Matt Kenseth knows he won't contend for a second NASCAR Sprint Series Cup championship with average results.

So, the Cambridge native wouldn't mind gambling on race strategy like Clint Bowyer did Sunday at New Hampshire Motor Speedway.

As Tony Stewart ran out of gas on the second-to-last lap, Bowyer, who also pushed the limits of fuel mileage, breezed past Stewart and held off Denny Hamlin to win the first race of the Chase. Bowyer vaulted 10 spots from 12th to second in the Chase standings and is 35 points behind top-seeded Hamlin.

After a 23rd-place finish at New Hampshire, Kenseth has his work cut out Sunday at Dover. He came into the Chase as the 11th seed and dropped to the bottom of the 12-driver standings, 136 points behind Hamlin.

Kenseth said if he capitalizes on opponents' mistakes, much like Bowyer, his Roush Fenway team could make an impact.

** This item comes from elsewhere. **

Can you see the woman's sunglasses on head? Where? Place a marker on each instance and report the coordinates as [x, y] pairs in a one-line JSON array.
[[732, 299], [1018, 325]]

"You've got to be smart," Kenseth said in a telephone interview. "You have to take advantage of every situation and not make mistakes; get the best you can out of every race.

"You're not going to be in a position to win every race, and when you're not, you have to figure it out — whether it's pit stops or strategy or fuel mileage — to figure out how to get that finish when you don't have the best car."

The 2003 Cup champion is satisfied to be in title contention after a tumultuous 2010 season for his Roush Fenway team, which has cycled through three crew chiefs and two new car chiefs through 26 races.

Though Kenseth admits he doesn't have a "real great" shot at the title, if the team strings together consistent results, it could turn out to be a thrilling end to the season.

"If we hit it and get good finishes, we could be in a good position," said Kenseth, who has posted wins at six of the 10 tracks that host the final races on the schedule.

Kenseth feels like he's communicating well with Jimmy Fennig, a veteran crew chief who earned a championship with Kurt Busch and race victories with driver Mark Martin. But Kenseth said the entire No. 17 crew needs to be on the same page and make correct adjustments as races unfold.

Kenseth was running in fourth place at Richmond Speedway a couple of weeks ago, but when the team couldn't strike a balance with car set-up throughout the race, he wound up 14th.

"That's always a concern for me, if we're not right on," he said. "Or even if we are, we really struggle adjusting our car during the race and giving it what it needs to be competitive."

Prior to the Chase, Kenseth collected five top-five finishes and posted an average finish of 12.6. Reviewing recent strong finishes with fast cars by teammates and Chase contenders Carl Edwards and Greg Biffle, Kenseth hopes to follow suit.

"The most positive thing is that we're in the Chase, our team has been running better and picking up our performance," Kenseth said. "We could get on a hot streak and anything could happen."